The average human lifespan is absurdly, outrageously, insultingly brief: if you live to 80, you …

Mindblowing read

5 stars

This book challenges many of my views on efficiency, getting things done, distraction, etc. Besides offering a philosophical, historical, and down-to-earth perspective on life, it has solid advice.

About increasing the quality of the time you spend: 1) "cut out time for yourself first", 2) limit work in progress, 3) resist the allure of seductive but not essential priorities.

About patience: 1) develop a taste for having problems (it will always be that we have problems); 2) embrace radical incrementalism (small, constant work VS. big-bang work); 3) originality lies on the far side of unoriginality (the metaphor is those of busses leaving from a train station, that follow the same route initially, only to diverge later).

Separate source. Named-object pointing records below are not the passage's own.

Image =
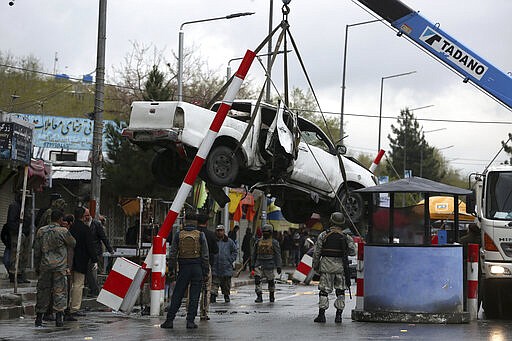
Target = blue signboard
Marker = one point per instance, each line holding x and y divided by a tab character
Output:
15	142
63	132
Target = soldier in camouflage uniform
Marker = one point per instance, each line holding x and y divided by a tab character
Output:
265	258
189	252
330	248
51	264
58	204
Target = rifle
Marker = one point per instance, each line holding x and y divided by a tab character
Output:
346	267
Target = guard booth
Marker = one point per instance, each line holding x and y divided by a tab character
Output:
403	277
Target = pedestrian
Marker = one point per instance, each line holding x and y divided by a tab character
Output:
84	253
296	245
13	224
6	258
51	246
98	238
286	247
331	248
67	222
44	219
213	249
234	233
247	247
131	236
189	252
266	257
222	269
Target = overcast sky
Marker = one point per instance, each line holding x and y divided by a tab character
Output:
69	28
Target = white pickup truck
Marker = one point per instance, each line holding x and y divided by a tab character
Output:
284	155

Five questions to contemplate in order to get closer to living more: 1) Where in your life or your work are you pursuing comfort when what's called for is discomfort? Does this choice diminish me or enlarge me? 2) Are you judging yourself by standards of productivity or performance that are impossible to meet? 3) In what ways have you yet to accept the fact that you're who you are and not the person you think you ought to be? 4) In which areas of your life are you still handling back until you feel like you know what you're doing? 5) How would you spend your days differently if you didn't care so much about seeing your actions seeing fruition?